Background: Biologic and targeted immunomodulatory therapies have transformed management of chronic inflammatory skin diseases including psoriasis, atopic dermatitis, hidradenitis suppurativa, alopecia areata, vitiligo, and prurigo nodularis. As use expands, dermatologists face complex perioperative decisions regarding continuation or interruption of therapy. Dermatology-specific data has limited evidence across current biologic classes — 24 agents spanning 11 drug classes — within a unified framework.

Objective: To synthesize evidence on perioperative safety of biologic and targeted therapies in dermatology, emphasizing infection risk, wound healing, pharmacokinetics, and procedure-specific decision-making across drug classes and surgical risk strata.

Methods: A review was conducted via PubMed, Embase, and Web of Science from inception through March 2026. Human studies were included: trials, observational studies, case series, registry analyses, and guidelines. Dermatology-specific populations were prioritized; rheumatology and gastroenterology cohorts were incorporated where dermatologic data were limited. Evidence was organized by drug mechanism and surgical risk using the ASA Physical Status Classification and Johns Hopkins Surgical Criteria.

Results: Continuation of most biologic classes appears safe for low-risk procedures. IL-23, IL-12/23, and IL-4/IL-13 inhibitors demonstrated favorable perioperative infection profiles. IL-17 inhibitors showed increased mucocutaneous candidiasis without a serious infection signal. TNF-α inhibitors yielded mixed evidence; greater caution is warranted in higher-risk settings. JAK inhibitors carry regulatory warnings for serious infections and thromboembolism; rheumatology guidelines support withholding them three days before major surgery. A risk-stratification framework integrating ASA class, procedural category, pharmacokinetics, and disease flare risk is proposed.

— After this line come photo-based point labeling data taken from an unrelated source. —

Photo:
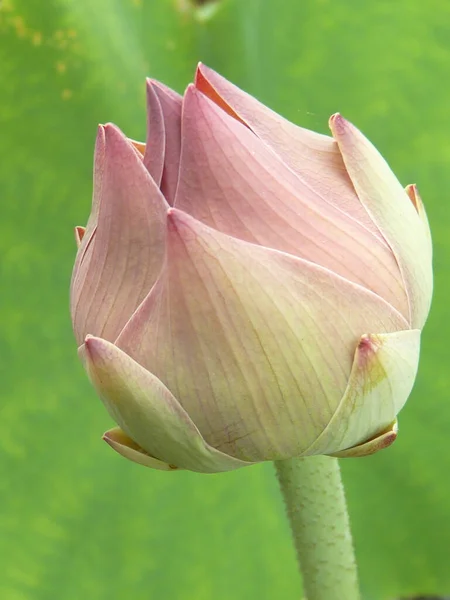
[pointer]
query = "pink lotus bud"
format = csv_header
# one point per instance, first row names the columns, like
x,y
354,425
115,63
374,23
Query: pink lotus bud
x,y
247,290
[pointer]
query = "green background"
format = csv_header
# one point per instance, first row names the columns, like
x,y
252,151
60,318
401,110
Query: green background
x,y
77,521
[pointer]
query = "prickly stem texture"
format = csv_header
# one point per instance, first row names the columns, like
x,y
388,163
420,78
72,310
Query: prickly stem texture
x,y
315,503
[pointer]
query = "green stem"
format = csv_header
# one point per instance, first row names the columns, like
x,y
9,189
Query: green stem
x,y
316,507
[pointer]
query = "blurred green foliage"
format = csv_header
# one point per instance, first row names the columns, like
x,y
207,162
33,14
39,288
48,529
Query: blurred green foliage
x,y
76,521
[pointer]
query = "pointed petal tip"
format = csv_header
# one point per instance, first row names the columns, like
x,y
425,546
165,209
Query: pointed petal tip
x,y
79,234
379,442
337,123
126,447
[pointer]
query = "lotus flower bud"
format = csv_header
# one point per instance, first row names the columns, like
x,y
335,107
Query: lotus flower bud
x,y
247,290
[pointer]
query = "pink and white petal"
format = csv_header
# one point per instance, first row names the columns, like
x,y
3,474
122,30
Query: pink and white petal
x,y
232,182
123,259
99,165
245,337
314,157
171,106
382,377
79,234
126,447
416,199
156,135
139,146
393,212
147,412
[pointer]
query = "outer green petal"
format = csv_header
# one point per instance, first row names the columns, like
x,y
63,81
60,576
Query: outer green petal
x,y
392,211
379,442
126,447
383,373
147,412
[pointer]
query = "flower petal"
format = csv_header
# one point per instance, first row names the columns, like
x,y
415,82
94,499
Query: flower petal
x,y
383,373
155,145
393,212
126,447
245,337
416,199
89,232
170,103
123,257
232,182
79,234
314,157
379,442
147,412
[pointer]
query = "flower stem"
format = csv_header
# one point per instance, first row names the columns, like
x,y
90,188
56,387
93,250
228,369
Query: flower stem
x,y
316,507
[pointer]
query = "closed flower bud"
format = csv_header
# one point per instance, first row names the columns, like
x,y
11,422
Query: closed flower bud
x,y
247,290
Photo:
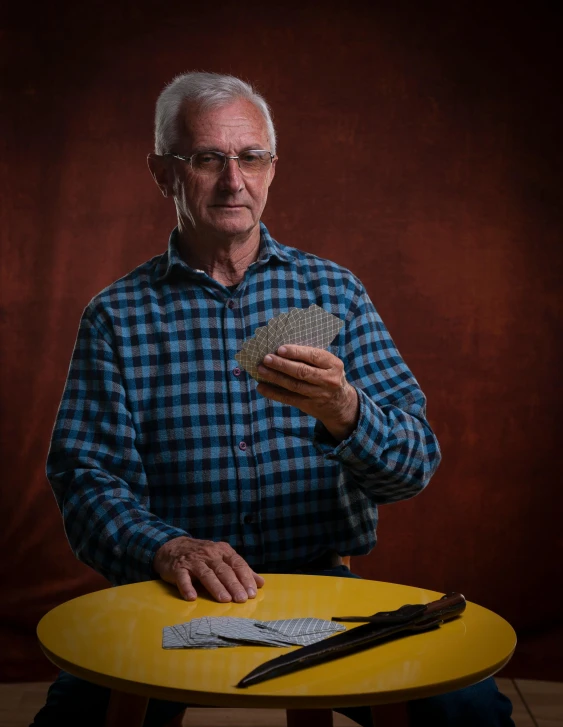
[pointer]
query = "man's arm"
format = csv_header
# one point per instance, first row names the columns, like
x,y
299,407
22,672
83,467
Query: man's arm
x,y
101,487
379,432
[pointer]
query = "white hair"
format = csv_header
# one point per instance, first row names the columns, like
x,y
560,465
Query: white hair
x,y
207,90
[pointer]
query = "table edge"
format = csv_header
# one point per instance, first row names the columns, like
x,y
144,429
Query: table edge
x,y
261,701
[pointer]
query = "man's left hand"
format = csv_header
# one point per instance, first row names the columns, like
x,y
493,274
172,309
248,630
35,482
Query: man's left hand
x,y
313,380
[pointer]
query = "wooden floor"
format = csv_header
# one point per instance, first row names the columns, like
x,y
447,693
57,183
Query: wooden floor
x,y
536,704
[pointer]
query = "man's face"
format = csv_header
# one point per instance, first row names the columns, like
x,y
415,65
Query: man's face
x,y
229,204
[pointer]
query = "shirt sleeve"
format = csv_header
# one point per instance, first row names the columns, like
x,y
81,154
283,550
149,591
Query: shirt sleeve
x,y
393,452
95,469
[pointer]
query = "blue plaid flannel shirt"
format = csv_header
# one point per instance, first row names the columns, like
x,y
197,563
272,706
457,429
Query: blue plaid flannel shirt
x,y
160,434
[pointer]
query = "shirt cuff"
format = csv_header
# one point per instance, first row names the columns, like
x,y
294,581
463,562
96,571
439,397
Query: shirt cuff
x,y
365,445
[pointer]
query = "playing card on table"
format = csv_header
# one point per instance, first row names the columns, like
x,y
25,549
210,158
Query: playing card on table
x,y
213,632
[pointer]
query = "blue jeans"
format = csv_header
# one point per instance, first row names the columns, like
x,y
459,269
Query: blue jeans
x,y
74,702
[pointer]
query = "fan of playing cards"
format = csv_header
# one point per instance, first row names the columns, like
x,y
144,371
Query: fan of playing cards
x,y
214,632
311,326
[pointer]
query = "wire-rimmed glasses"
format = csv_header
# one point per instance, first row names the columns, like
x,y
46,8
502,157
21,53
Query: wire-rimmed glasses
x,y
212,163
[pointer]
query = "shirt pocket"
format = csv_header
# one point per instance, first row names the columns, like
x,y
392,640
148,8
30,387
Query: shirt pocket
x,y
290,420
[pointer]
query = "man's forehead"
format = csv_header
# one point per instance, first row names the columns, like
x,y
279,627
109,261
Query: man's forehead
x,y
238,121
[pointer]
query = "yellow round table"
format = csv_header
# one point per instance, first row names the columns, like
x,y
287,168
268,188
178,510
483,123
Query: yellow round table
x,y
113,638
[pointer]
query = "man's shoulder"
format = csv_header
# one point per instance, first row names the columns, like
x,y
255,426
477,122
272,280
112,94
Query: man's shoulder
x,y
322,268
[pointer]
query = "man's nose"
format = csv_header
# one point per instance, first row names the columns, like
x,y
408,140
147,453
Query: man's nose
x,y
231,177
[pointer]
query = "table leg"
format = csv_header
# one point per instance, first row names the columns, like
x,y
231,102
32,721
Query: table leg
x,y
308,717
390,715
126,710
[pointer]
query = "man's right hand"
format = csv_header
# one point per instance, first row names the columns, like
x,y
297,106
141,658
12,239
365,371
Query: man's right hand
x,y
220,569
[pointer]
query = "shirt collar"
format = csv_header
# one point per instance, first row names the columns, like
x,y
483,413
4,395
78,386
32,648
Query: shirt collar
x,y
171,261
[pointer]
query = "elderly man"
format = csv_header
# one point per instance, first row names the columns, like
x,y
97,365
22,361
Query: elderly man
x,y
168,461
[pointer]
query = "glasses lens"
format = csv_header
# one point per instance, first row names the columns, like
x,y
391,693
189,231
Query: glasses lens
x,y
254,162
208,162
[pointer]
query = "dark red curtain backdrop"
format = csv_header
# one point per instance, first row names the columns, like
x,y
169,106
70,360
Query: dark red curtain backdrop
x,y
419,146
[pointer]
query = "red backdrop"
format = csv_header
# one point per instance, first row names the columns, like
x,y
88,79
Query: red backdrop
x,y
418,147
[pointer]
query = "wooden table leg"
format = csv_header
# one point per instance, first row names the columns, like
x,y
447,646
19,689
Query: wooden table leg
x,y
390,715
309,717
126,710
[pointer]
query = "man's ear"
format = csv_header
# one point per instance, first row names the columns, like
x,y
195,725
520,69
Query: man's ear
x,y
272,170
161,173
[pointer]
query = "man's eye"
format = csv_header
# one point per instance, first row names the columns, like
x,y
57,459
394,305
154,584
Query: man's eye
x,y
250,157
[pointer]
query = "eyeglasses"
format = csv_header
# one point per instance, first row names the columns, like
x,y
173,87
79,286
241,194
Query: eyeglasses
x,y
212,163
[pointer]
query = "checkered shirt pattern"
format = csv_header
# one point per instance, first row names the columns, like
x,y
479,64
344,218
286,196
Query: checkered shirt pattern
x,y
160,434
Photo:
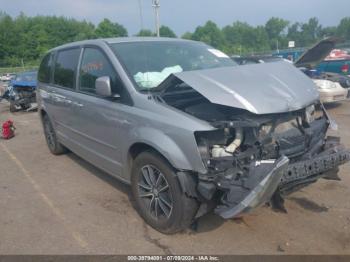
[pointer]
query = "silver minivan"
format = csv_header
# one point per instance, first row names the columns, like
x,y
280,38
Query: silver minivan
x,y
187,128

Conclusions: Perioperative biologic management in dermatology should shift from universal hold strategies toward individualized, mechanism-informed decision-making. Evidence is reassuring for low-risk procedures, but gaps remain for higher-risk operations, newer agents, and outcomes including wound healing, flap viability, and postoperative inflammatory recurrence. A future direction includes a prospective study. We offer a risk-stratified springboard to help guide perioperative decisions across current dermatologic drug classes.